琢馬は、仕方なく小便器で用を足しながら、首を横に向け、開いていた窓から外を眺めた。雲ひとつない青空が広がっていた。
「…まぁ、平和なことにイラついてる俺がおかしいんだけどな。」
琢馬が空の青さに心を洗われていると、トイレの入り口から慌ただしい足音が聞こえ、琢馬は何事かと窓と反対側に首を向けた。
「せ、先輩!!」
心咲だった。
「ちょ、お前ここ男便だぞ!」
琢馬は慌てて用を終わらせ、ズボンのチャックを閉めた。
「別に私は何にも思いませんから。
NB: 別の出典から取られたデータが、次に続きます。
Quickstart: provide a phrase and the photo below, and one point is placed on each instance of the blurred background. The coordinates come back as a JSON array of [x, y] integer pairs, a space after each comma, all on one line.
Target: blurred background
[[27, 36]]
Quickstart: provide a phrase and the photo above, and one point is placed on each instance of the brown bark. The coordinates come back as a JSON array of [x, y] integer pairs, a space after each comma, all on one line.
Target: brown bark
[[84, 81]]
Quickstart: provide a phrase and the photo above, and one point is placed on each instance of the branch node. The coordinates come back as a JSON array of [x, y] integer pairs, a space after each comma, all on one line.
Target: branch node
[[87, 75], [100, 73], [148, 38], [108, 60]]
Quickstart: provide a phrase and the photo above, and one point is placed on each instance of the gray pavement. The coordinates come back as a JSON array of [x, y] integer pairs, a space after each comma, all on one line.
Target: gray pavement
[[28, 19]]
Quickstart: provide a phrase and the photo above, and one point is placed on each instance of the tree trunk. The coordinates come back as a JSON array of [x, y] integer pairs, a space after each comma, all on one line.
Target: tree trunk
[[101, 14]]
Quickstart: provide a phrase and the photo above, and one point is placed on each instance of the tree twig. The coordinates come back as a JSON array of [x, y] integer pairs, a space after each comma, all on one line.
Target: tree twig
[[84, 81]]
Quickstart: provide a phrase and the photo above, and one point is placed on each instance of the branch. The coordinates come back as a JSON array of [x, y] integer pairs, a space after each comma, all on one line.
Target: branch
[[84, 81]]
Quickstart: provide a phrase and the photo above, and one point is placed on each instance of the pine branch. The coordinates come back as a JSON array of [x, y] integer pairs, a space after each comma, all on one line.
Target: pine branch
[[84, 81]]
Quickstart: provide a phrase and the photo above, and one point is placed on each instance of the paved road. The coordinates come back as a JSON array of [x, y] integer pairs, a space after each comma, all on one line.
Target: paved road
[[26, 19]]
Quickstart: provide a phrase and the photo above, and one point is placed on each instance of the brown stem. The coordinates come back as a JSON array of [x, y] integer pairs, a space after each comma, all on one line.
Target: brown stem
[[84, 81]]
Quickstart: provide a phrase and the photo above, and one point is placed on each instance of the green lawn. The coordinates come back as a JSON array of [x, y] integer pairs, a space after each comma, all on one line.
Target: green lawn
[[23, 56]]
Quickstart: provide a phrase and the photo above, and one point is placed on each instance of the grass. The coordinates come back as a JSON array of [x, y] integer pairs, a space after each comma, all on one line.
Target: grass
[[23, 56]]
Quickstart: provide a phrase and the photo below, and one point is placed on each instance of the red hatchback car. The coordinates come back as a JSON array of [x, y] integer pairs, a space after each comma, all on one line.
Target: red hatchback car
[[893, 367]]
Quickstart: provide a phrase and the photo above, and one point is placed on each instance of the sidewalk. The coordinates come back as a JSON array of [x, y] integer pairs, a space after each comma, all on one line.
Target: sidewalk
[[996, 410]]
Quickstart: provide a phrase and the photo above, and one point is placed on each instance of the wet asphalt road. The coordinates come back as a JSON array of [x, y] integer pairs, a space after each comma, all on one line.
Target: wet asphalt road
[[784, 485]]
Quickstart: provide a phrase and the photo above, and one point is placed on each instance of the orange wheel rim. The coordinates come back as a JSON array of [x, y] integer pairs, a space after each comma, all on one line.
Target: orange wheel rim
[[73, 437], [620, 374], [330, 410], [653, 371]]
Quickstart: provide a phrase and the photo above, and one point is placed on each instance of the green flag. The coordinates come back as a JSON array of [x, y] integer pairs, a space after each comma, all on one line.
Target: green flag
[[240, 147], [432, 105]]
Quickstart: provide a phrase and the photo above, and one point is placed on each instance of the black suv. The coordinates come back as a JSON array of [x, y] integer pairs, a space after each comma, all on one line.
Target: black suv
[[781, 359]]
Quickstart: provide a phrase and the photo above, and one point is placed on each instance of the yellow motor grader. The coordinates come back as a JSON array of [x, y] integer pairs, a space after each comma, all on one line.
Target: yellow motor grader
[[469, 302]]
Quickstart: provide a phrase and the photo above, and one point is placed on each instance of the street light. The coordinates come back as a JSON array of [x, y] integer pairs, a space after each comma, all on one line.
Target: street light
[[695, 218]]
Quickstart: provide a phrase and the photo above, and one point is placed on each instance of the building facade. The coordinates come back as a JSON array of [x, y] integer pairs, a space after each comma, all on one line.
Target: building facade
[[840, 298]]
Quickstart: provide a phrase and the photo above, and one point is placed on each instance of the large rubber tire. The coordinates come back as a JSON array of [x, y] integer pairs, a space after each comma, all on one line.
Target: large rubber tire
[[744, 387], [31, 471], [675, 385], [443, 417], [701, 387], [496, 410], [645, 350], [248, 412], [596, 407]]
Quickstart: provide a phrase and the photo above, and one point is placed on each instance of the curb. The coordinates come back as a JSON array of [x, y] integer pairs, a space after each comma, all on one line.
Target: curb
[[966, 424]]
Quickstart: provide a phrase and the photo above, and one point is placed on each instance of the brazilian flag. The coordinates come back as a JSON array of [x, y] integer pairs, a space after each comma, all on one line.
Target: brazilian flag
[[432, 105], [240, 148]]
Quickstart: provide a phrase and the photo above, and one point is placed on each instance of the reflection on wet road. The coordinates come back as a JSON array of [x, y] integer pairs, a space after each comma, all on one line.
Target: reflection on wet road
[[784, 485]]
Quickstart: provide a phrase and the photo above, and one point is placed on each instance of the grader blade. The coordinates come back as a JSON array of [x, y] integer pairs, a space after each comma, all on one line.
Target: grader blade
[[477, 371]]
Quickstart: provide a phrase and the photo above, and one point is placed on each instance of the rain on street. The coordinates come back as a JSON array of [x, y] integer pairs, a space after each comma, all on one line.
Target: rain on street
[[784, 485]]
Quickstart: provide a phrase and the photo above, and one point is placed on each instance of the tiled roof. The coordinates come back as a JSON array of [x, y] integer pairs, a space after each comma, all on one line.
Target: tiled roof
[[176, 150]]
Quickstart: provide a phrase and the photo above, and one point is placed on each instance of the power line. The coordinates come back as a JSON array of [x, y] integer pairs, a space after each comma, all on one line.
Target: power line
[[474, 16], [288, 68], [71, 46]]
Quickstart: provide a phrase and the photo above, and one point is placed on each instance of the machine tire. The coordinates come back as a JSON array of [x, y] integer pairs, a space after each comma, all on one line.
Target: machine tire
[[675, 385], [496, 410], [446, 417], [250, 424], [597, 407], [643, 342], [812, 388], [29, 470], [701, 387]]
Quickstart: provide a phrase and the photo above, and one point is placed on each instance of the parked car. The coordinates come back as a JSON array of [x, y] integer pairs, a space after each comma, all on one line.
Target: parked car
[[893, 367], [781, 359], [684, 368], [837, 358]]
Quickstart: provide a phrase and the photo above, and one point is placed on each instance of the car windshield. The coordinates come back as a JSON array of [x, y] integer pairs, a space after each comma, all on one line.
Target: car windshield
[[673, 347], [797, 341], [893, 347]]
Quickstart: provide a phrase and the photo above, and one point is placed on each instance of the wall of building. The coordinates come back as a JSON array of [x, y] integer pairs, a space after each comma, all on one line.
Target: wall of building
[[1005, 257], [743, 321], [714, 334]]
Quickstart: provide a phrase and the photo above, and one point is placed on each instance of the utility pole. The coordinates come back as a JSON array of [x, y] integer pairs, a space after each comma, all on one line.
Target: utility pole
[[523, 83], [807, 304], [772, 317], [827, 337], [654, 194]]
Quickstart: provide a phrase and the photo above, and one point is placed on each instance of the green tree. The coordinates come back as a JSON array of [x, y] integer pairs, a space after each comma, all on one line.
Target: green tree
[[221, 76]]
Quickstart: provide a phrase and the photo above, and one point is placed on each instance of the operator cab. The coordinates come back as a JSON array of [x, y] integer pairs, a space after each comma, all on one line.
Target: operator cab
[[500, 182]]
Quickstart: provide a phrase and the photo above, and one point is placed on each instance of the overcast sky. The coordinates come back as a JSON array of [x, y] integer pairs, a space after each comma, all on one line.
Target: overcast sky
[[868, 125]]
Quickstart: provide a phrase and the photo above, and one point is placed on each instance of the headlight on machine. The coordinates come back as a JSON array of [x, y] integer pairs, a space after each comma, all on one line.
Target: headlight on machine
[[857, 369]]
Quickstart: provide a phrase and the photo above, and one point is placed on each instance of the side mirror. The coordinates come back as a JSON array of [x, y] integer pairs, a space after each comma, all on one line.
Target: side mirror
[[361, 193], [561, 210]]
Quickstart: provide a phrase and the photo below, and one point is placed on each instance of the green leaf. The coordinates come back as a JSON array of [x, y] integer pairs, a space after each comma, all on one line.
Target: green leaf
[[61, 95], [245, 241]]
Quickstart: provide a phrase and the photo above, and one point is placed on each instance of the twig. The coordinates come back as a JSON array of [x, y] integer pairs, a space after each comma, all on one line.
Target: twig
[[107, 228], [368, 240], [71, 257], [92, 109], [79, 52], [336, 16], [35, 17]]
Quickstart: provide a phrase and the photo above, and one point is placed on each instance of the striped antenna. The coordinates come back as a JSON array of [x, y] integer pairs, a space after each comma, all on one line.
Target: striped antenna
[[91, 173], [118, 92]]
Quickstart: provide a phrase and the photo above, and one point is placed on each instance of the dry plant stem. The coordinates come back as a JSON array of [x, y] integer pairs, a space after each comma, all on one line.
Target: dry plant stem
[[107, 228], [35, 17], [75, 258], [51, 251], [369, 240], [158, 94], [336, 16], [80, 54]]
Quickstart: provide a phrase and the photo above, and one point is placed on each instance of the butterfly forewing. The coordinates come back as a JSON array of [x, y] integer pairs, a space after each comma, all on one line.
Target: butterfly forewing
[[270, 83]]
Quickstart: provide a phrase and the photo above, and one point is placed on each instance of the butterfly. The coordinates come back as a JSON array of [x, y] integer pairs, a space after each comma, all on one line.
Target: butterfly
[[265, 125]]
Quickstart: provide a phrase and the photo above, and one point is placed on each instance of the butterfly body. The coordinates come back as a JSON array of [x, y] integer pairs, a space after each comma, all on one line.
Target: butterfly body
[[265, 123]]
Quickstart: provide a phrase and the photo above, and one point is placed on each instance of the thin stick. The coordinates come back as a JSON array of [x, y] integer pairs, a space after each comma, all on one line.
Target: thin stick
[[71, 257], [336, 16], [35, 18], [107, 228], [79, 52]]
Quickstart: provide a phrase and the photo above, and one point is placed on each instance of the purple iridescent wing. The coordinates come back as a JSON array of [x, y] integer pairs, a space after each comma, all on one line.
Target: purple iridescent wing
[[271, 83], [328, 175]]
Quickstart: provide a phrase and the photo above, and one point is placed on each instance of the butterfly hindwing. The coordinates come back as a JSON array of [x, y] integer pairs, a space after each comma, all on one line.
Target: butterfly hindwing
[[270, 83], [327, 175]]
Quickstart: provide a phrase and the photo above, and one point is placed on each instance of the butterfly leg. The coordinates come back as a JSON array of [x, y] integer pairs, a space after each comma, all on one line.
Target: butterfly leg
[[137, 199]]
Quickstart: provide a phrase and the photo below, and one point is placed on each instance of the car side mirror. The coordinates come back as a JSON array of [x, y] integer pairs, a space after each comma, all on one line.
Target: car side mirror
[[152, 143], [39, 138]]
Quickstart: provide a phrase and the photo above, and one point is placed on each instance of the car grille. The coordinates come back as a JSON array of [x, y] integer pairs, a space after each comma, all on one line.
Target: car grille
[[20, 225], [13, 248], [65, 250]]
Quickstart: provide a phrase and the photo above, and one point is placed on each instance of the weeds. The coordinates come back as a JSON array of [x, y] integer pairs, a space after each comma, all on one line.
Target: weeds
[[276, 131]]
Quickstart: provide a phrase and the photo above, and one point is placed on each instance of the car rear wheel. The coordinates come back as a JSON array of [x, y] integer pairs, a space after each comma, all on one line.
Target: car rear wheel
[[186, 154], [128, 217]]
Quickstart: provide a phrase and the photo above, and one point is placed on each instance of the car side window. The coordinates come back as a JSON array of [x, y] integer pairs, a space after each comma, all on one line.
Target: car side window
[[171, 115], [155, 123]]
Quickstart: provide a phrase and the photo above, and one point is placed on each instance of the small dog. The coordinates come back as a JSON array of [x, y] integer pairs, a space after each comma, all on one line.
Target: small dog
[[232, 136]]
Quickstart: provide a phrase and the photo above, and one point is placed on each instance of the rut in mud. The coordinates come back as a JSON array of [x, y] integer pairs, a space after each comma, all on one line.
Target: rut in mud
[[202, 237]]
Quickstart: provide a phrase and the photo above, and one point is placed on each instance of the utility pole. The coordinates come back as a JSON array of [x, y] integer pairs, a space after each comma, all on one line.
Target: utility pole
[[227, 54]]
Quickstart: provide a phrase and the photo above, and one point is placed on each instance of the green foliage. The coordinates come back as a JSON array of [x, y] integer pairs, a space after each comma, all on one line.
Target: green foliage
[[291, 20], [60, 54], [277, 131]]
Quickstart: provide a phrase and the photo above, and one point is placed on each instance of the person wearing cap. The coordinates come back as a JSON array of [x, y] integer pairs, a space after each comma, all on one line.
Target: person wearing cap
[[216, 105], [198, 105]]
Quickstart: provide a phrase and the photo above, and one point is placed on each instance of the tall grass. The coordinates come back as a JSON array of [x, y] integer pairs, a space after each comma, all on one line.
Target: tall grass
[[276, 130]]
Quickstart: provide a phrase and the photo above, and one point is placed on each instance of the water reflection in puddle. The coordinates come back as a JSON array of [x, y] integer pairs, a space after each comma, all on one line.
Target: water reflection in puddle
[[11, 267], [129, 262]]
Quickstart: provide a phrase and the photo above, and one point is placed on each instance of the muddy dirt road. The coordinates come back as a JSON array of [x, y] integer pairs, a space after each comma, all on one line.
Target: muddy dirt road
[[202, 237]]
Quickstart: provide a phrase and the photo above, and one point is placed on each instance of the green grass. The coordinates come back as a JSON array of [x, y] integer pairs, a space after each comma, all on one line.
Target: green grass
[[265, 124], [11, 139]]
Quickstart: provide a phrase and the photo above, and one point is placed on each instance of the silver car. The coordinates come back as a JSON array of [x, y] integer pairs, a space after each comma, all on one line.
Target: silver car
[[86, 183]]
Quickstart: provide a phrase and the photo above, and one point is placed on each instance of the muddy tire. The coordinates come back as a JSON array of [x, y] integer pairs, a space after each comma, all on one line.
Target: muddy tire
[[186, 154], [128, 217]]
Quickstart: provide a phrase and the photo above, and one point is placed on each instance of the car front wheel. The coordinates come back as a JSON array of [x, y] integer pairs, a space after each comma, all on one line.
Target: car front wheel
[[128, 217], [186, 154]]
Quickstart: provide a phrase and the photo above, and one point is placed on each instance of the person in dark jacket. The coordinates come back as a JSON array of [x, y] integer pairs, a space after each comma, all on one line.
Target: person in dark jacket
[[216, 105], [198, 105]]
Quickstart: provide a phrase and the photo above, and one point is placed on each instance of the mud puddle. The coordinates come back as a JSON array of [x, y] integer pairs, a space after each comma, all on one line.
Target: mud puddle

」
「それは女便に入った俺が同じことを言っても通じるのか?」
琢馬はそう言うと、ハンカチを咥えながら洗面台で手を洗い始めた。
「それは犯罪で…あ、そんなこと言ってる場合じゃいですよ!事件です、事件!!」
心咲の言葉に、琢馬は咥えていたハンカチを洗面台の中に落とした。
「事件って?」
「殺人ですよ、殺人!課長から先輩と私に現場に行けと指示がありました!」
琢馬はニヤリと笑うと心咲にぶつかりながら慌ててトイレから出ていった。
「…はぁ。課長の言うとおり暴走しないように見張っとかなくちゃ。」
心咲が洗面台の鏡の中の自分を見つめながら呟いた。